Software-Defined Data Protection: Low Overhead Policy Compliance at the Storage Layer is Within Reach!

Zsolt István, TU Darmstadt

Abstract

This talk by Prof. Dr. Zsolt István is about the problems and challenges of making systems GDPR-compliant. It also discusses a possible solutions to some of those challenges. This solution is about reaching low-overhead policy compliance at the storage layer using specialized hardware. To achieve this goal, the processing inside the storage layer is decoupled into enforcement and decision making actions. That way the benefits of the specialized hardware can be used without suffering from the drawbacks of handling complex and nested problems.

Biography

Since October 2021, Zsolt István is Professor in Distributed Systems and Networking at the Technical University of Darmstadt, Germany. His academic career began with an engineering degree in computer science at the University of Cluj-Napoca (2011). Afterwards he received his master’s degree in Distributed Systems from ETH Zurich (2013). As he entered research more deeply with his PhD, he was then accompanied by Prof. Prof. Dr. Gustavo Alonso at ETH Zurich. Before his current position, he was an Associate Professor at the IT University of Copenhagen, Denmark, and an Assistant Research Professor at the IMDEA Software Institute in Madrid, Spain.

Summary

written by Florian Krummrey, Lasse Jahn

At first the talk goes over some technical terms and concepts. Afterwards István talks about the assumptions he made during his research and then concludes challenges, requirements and how to solve these challenges. Then he proposes the full idea and the results of his research. In the end he summarizes the problems his idea solves and the challenges that still remain.

Background

FPGA

A FPGA (Field Programmable Gate Array) is a type of specialized hardware, that allows you to have code directly implemented inside your hardware. This is accomplished by turning code into logical blocks and structuring these into modules. These than can be used to create the corresponding circuits. HDL(Hardware Description Language) or something similar can be used to visualize and communicate the design of the FPGA. Of course the ability to have code implemented inside hardware, comes at the cost of code occupying chip space. This is especially prominent for conditional statements, since in hardware both paths will be built. But since we have both paths built there is at least a performance boost for conditional statements, when using FPGA's. In general, small specific tasks can be accelerated with FPGA's. However, depicting complex, large problems in hardware is often associated with space problems.

GDPR

The GDPR(General Data Protection Regulation) contains, like the name says, articles regarding the regulation of data protection. Simplified these are:

Right to be Forgotten(Being able to completely delete data)
Detect potential data breach
All data is associated with a purpose
Users can object selectively to the use of their data
Protection against accidental loss or damage
Adhere to standards regardless of physical data location
Resist and detect malicious activities that compromise data

Building systems to comply by the regulations is no trivial task. Violations against these can be really expensive. Therefor many companies want to have systems in place, to automatically fulfill the regulations. But current solutions come at the cost of a significant performance overhead.

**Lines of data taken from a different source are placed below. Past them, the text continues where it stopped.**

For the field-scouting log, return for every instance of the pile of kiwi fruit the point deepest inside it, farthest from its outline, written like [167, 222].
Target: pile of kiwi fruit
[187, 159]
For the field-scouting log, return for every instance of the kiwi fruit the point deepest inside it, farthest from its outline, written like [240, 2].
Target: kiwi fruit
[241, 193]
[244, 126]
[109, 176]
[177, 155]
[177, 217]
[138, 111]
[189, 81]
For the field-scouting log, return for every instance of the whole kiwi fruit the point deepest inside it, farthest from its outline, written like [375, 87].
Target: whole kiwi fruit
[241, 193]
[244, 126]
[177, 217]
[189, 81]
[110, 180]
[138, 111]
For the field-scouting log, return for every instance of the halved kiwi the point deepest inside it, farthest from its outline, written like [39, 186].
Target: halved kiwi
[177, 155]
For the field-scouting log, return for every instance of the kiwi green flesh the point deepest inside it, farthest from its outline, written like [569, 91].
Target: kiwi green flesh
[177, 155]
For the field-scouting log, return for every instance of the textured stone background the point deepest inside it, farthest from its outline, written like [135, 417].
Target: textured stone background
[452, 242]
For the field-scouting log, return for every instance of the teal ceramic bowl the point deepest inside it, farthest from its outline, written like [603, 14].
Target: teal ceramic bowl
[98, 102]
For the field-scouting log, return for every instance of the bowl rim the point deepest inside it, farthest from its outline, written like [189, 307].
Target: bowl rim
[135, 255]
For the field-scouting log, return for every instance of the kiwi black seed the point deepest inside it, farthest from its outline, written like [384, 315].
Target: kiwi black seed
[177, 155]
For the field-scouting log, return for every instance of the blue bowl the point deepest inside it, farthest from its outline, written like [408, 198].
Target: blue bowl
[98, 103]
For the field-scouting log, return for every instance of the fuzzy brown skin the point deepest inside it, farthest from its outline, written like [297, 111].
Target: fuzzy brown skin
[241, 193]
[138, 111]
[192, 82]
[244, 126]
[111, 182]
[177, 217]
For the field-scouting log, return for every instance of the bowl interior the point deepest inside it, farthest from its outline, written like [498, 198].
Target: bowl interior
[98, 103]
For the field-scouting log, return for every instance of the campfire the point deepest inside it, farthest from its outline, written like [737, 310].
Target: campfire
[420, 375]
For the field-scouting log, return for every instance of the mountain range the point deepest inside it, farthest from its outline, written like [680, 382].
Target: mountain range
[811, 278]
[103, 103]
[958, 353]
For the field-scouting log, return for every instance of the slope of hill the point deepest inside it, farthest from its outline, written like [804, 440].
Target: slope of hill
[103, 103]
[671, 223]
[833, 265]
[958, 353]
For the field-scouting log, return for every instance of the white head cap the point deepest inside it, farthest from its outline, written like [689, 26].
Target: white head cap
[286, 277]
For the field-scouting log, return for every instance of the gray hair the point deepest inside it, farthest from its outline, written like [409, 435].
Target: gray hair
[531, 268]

Rethink Processing in Storage Layer

As explained in the introduction the general goal of the research was to make policy compliance available without / with less overhead costs. Therefore István encourages to rethink the processing inside the storage layer. Traditionally the overhead cost is attempted to be overcome with more specialized and more expensive hardware. In this section a software based approach will be shown as presented by István. Since the research was done in the field of policy compliance and GDPR the approach is called Software-Defined Data Protection (SDP) Before going into the more detailed solution of István, the first subsections will give an overview about context and assumptions and the heterogeneous hardware. These will lead to the implications and decoupling inside the storage layer. Finally, the SDP pipeline and the challenges of SDP are considered.

Context and Assumptions

To understand the following approach better, the setup / context with its general assumptions will be shortly described in this subsection. In general the context is a company which stores it's data distributed. Further as shown in the figure (see Figure 1) the company tries to generate insights from this data by using analytics and other. The general goal is to support the processing in a GDPR compliant and more secure manner. The solution of István, which will be discussed in detail in the further section, is based on the following assumptions.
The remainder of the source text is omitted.